Le premier constat est que les « politiques » font mieux que les « non politiques » : les femmes représentent près de 30% de la première catégorie et seulement 17% de la seconde. Ce qui contredit la réponse traditionnelle des animateurs de ce genre d'émissions, qui renvoient aux partis la responsabilité de l'envoi de représentants trop souvent masculins : lorsqu'ils font appel à des « expert/e/s », c'est pire. En fait, les animateurs ne connaissent pas les expertes et ne font guère d'efforts pour les connaître ; ils consultent leur carnet d'adresses, qui ne se renouvelle guère. Il serait intéressant de regarder plus précisément, dans ces chiffres, combien de personnes différentes ont été invitées. On verrait à quel point le « panel » global des invité/e/s potentiel/le/s est restreint. D'où l'intérêt d'initiatives comme ces bases de données d'expertes auxquelles les journalistes de bonne volonté pourraient faire appel (2).
Au-delà même des chiffres globaux, il est à remarquer qu'une majorité de femmes sur le plateau est une exception qui ne s'est produite qu'une seule fois (25 janvier, thème : Radicalisme : l'école est-elle une cause ou un remède ?). A une autre reprise, la parité était respectée (15 mars, sujets : cours de religion et concertation sociale). Tandis qu'à 7 reprises (sur 23 émissions), il n'y avait pas une seule femme. Dont le débat sur les pensions, où elles sont pourtant particulièrement concernées (et visées...) Et le contenu s'est ressenti de cette absence.
Si l'on regarde par parti politique, c'est le MR qui fait le moins bien, avec 20% de femmes (et que feraient-ils sans Marie-Christine Marghem !), derrière le PS avec 30%. Avec 41%, le CDH fait une moyenne honorable (l'effet Milquet ?), tandis qu'Ecolo-Groen, fidèe à sa réputation, atteint la quasi-parité (7 hommes et 6 femmes).

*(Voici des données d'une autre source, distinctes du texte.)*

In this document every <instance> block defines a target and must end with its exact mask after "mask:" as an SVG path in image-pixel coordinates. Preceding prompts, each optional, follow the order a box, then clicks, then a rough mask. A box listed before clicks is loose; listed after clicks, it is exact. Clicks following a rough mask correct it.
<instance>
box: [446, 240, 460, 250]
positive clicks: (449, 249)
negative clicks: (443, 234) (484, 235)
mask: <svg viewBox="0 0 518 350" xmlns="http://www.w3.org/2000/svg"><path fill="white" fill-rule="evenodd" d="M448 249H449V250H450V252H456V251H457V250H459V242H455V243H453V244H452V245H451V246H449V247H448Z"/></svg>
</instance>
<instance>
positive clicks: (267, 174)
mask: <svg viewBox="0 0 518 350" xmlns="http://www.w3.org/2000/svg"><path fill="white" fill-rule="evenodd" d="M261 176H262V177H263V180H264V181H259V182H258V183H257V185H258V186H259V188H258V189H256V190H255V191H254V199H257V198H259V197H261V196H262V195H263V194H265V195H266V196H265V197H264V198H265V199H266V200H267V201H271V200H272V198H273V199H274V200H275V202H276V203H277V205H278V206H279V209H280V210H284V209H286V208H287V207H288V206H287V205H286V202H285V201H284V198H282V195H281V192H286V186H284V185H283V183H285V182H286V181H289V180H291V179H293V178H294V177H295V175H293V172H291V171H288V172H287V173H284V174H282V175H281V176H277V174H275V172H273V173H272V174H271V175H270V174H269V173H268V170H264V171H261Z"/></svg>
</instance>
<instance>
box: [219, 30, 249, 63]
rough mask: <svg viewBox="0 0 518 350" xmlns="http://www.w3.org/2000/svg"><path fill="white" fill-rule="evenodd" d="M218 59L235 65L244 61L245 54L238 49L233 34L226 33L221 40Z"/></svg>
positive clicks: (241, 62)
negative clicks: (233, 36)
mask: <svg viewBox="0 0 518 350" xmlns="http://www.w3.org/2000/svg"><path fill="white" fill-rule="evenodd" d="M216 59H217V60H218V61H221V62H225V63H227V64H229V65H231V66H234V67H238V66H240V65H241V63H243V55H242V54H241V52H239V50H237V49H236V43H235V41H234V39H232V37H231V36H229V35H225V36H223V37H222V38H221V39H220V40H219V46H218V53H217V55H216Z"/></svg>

Les « autres partis » (dont les flamands) comptent 10 invités au total (ce qui paraît peu dans un débat démocratique...), dont une seule femme (CD&V).
On le constate : si les femmes forment « la moitié du ciel », elles sont encore très loin de la « moitié de l'écran » !
(1) L'émission mériterait aussi d'être revue du point de vue de la diversité, mais je laisse cela à d'autres.
(2) Une telle base récemment constituée est proposée aux médias en France. En Belgique il existe bien Vega, mais elle devrait être revue. Le CFFB travaillerait sur de nouvelles listes.
(3) Ces données ont été prises au vol, il se peut qu'il y ait l'une ou l'autre erreur ou une différence d'une ou deux unités pour certaines données. Mais globalement, le constat est bien celui d'une sous-représentation systématique des femmes.